もし摂取カロリーに関わらず、運動しないでプロテインをとって太るのであればHP3とHP6のグループは体重や体脂肪率が増加するはずですね。
さて 33日後の結果は…
- 体重
TD3: -0.1kg
HP3:-0.7kg
HP6:-0.1kg
全てにおいて統計的有意差なし
- 体脂肪率
TD3: -1.0%
HP3: -1.9%
HP6: -2.2%
HP3と6にはスタートと比較して統計的有意差あり!
TD3は無し!
- 筋肉量
TD3: -0.2kg
HP3: +0.1kg
HP6: +0.9kg
HP6のみ統計的有意差あり!
わかりやすくまとめると…
- 各グループ体重に変化はなかった
- HP3とHP6は体脂肪率が低下した
- HP6は筋肉量が増加した
摂取カロリーは体重をキープされるように設定されたために変化はありませんでしたが、高タンパク質を摂るグループで体脂肪率と筋肉量にポジティブな変化が出ました。

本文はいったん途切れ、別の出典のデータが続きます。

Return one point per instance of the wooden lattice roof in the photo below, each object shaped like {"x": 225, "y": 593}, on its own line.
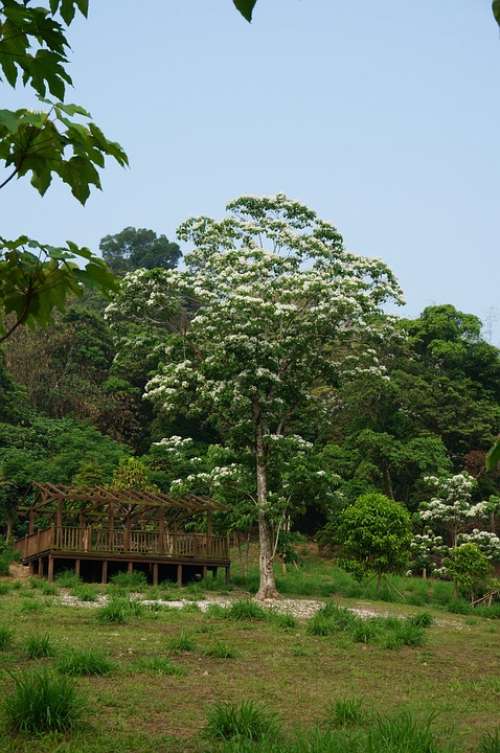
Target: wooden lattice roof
{"x": 97, "y": 499}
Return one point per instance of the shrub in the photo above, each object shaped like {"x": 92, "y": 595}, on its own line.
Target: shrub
{"x": 220, "y": 650}
{"x": 158, "y": 665}
{"x": 39, "y": 647}
{"x": 346, "y": 712}
{"x": 6, "y": 637}
{"x": 401, "y": 734}
{"x": 42, "y": 702}
{"x": 84, "y": 662}
{"x": 375, "y": 531}
{"x": 68, "y": 579}
{"x": 244, "y": 609}
{"x": 182, "y": 643}
{"x": 469, "y": 569}
{"x": 244, "y": 721}
{"x": 134, "y": 581}
{"x": 490, "y": 742}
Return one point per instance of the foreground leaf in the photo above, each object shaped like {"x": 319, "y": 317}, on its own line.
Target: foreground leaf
{"x": 245, "y": 7}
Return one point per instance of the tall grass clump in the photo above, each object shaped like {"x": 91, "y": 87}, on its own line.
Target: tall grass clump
{"x": 244, "y": 609}
{"x": 246, "y": 721}
{"x": 6, "y": 637}
{"x": 346, "y": 712}
{"x": 42, "y": 702}
{"x": 220, "y": 650}
{"x": 39, "y": 647}
{"x": 490, "y": 742}
{"x": 84, "y": 662}
{"x": 183, "y": 643}
{"x": 401, "y": 734}
{"x": 116, "y": 611}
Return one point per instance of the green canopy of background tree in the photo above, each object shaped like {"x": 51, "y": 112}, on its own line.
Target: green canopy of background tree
{"x": 134, "y": 248}
{"x": 59, "y": 139}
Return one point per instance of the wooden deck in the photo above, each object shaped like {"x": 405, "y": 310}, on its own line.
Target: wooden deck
{"x": 42, "y": 550}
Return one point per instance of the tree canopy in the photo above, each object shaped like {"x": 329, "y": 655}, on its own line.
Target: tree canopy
{"x": 134, "y": 248}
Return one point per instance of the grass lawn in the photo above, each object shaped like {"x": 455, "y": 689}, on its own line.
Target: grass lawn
{"x": 166, "y": 668}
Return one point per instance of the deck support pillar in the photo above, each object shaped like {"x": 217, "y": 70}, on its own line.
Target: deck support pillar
{"x": 50, "y": 570}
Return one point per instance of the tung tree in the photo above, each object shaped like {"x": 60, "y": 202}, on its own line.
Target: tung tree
{"x": 278, "y": 309}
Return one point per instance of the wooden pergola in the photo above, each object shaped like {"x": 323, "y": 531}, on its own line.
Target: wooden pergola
{"x": 144, "y": 529}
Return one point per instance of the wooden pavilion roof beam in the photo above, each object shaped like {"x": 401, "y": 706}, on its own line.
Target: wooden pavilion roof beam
{"x": 98, "y": 497}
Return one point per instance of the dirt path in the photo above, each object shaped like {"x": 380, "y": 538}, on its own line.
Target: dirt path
{"x": 302, "y": 609}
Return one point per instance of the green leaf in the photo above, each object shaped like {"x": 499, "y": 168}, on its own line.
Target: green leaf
{"x": 245, "y": 7}
{"x": 496, "y": 10}
{"x": 9, "y": 120}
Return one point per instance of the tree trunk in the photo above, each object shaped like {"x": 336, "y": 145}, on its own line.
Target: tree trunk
{"x": 267, "y": 587}
{"x": 388, "y": 490}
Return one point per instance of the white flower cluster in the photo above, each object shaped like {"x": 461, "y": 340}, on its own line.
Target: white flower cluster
{"x": 174, "y": 444}
{"x": 486, "y": 541}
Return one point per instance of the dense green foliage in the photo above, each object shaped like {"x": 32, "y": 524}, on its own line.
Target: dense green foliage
{"x": 376, "y": 532}
{"x": 61, "y": 140}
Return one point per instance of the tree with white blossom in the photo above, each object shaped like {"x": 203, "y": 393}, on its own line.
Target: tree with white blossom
{"x": 452, "y": 505}
{"x": 279, "y": 308}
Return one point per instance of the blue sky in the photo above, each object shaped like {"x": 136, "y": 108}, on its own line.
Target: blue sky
{"x": 383, "y": 116}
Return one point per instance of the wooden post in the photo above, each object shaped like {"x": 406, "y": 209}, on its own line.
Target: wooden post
{"x": 50, "y": 571}
{"x": 110, "y": 525}
{"x": 31, "y": 524}
{"x": 59, "y": 524}
{"x": 161, "y": 531}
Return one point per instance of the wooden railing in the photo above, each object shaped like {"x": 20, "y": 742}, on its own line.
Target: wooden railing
{"x": 124, "y": 541}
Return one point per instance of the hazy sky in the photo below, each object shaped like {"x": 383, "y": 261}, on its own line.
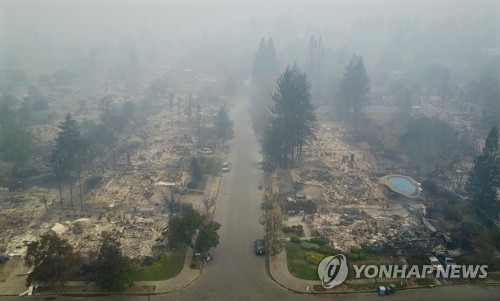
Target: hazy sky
{"x": 125, "y": 15}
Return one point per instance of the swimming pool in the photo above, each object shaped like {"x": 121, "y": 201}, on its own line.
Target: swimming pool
{"x": 403, "y": 185}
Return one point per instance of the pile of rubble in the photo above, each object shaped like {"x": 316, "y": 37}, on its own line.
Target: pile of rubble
{"x": 346, "y": 231}
{"x": 356, "y": 206}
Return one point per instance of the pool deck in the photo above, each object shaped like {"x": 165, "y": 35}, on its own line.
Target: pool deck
{"x": 384, "y": 180}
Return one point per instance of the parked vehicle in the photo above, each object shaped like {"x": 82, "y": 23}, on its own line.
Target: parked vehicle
{"x": 446, "y": 261}
{"x": 260, "y": 247}
{"x": 226, "y": 167}
{"x": 434, "y": 262}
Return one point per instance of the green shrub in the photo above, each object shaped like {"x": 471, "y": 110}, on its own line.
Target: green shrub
{"x": 367, "y": 249}
{"x": 298, "y": 230}
{"x": 315, "y": 233}
{"x": 355, "y": 250}
{"x": 314, "y": 258}
{"x": 319, "y": 241}
{"x": 309, "y": 246}
{"x": 327, "y": 250}
{"x": 192, "y": 185}
{"x": 455, "y": 213}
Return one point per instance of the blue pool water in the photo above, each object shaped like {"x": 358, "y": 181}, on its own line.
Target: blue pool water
{"x": 403, "y": 185}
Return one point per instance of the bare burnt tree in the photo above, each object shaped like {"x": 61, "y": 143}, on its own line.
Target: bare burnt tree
{"x": 209, "y": 202}
{"x": 171, "y": 199}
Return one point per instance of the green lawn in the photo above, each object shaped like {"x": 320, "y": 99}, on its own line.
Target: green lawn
{"x": 165, "y": 267}
{"x": 297, "y": 264}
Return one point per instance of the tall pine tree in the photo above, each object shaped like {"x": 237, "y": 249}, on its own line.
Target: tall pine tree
{"x": 354, "y": 87}
{"x": 292, "y": 120}
{"x": 484, "y": 178}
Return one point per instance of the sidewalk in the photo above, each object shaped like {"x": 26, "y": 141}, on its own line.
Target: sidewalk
{"x": 278, "y": 268}
{"x": 185, "y": 278}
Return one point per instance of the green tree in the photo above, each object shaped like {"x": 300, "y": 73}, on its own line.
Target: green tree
{"x": 223, "y": 126}
{"x": 183, "y": 227}
{"x": 315, "y": 62}
{"x": 53, "y": 260}
{"x": 265, "y": 70}
{"x": 354, "y": 87}
{"x": 430, "y": 141}
{"x": 196, "y": 171}
{"x": 69, "y": 146}
{"x": 17, "y": 140}
{"x": 111, "y": 270}
{"x": 292, "y": 120}
{"x": 272, "y": 221}
{"x": 484, "y": 177}
{"x": 129, "y": 109}
{"x": 207, "y": 237}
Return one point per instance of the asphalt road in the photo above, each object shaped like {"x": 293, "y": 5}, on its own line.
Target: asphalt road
{"x": 238, "y": 274}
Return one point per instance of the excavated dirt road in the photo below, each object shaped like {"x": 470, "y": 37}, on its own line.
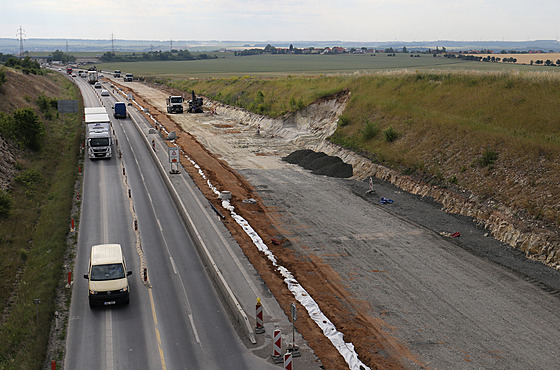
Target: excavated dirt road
{"x": 403, "y": 294}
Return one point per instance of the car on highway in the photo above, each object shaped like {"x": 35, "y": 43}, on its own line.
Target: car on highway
{"x": 107, "y": 275}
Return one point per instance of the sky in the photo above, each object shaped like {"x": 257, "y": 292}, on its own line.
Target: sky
{"x": 283, "y": 20}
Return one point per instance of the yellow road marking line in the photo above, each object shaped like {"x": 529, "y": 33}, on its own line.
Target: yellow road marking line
{"x": 161, "y": 356}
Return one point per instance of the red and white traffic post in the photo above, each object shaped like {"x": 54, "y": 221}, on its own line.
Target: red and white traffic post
{"x": 288, "y": 364}
{"x": 277, "y": 347}
{"x": 259, "y": 328}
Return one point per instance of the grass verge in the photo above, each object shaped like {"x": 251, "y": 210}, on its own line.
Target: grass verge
{"x": 34, "y": 239}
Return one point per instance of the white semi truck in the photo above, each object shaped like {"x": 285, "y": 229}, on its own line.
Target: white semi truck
{"x": 99, "y": 139}
{"x": 92, "y": 77}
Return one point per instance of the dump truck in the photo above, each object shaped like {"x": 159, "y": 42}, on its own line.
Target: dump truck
{"x": 195, "y": 104}
{"x": 92, "y": 77}
{"x": 174, "y": 104}
{"x": 119, "y": 110}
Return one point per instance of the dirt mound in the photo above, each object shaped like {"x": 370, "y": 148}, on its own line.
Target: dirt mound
{"x": 320, "y": 163}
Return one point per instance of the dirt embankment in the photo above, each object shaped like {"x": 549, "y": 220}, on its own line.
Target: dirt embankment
{"x": 253, "y": 138}
{"x": 19, "y": 91}
{"x": 536, "y": 239}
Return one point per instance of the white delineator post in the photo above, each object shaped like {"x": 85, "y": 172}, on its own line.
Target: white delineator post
{"x": 277, "y": 347}
{"x": 259, "y": 328}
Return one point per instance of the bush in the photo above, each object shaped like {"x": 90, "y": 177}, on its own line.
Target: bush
{"x": 23, "y": 127}
{"x": 29, "y": 177}
{"x": 343, "y": 120}
{"x": 6, "y": 204}
{"x": 369, "y": 131}
{"x": 390, "y": 135}
{"x": 46, "y": 105}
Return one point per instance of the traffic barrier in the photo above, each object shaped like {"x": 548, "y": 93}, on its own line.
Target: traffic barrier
{"x": 226, "y": 292}
{"x": 277, "y": 347}
{"x": 288, "y": 361}
{"x": 259, "y": 328}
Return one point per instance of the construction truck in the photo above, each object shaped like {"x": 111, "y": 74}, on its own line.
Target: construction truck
{"x": 195, "y": 104}
{"x": 174, "y": 104}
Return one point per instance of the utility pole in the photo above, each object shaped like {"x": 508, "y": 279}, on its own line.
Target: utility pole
{"x": 20, "y": 35}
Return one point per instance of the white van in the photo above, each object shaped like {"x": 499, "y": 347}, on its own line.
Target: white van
{"x": 107, "y": 275}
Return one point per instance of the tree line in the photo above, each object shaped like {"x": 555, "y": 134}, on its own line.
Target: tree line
{"x": 154, "y": 56}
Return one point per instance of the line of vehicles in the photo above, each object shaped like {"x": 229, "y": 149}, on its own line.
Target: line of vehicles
{"x": 99, "y": 137}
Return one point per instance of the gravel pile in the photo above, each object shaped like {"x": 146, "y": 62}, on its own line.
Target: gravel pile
{"x": 320, "y": 163}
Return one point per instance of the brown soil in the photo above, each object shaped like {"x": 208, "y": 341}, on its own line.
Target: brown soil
{"x": 375, "y": 347}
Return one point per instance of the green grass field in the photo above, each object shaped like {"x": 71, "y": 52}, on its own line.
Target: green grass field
{"x": 283, "y": 65}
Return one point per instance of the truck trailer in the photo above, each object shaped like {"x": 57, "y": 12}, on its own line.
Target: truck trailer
{"x": 99, "y": 139}
{"x": 92, "y": 77}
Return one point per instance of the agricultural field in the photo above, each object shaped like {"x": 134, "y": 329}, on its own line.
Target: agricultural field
{"x": 283, "y": 65}
{"x": 526, "y": 58}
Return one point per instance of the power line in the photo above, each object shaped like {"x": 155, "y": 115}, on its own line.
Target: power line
{"x": 20, "y": 35}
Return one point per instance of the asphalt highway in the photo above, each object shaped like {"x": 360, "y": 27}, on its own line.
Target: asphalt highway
{"x": 177, "y": 319}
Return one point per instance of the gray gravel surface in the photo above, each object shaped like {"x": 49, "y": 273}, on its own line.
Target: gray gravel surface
{"x": 467, "y": 302}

運動しない人がプロテインを摂ると太るというのであれば、HP3とHP6グループにおいて体重 or 体脂肪率 or 筋肉量にネガティブな影響が出るはずですよね。
要するに…
運動しない人がプロテインを摂ると太るって事は間違いです。
イヤ、もちろん食事を変えずにプロテインを追加して飲めばその分のカロリーが追加されて体重が増える可能性が出るというのは正しいです。
しかしそれは運動をしていてもしていなくても同じです。
それはプロテインを飲んだから太ったのではなくて
摂取カロリーが消費カロリーを上回ったから太ったのです。
ですからきちんと摂取カロリーをコントロールしてその中でタンパク質を摂る割合を高める事で体の中身には良い影響が出るでしょう。
まとめ
- 高タンパク質の食事は体の中を良くしてくれる可能性がある
- 運動してない人がプロテインを使っても太るとは限らない
- カロリーをきちんとコントロールすればプロテインは効果的
最も大事なのがカロリーです。このカロリーをきちんとコントロールした上でタンパク質の摂取比率を高めていく事でダイエットにおいて非常に大きな利益を受ける事ができます。
心配せずに上手にプロテインを使っていきましょう。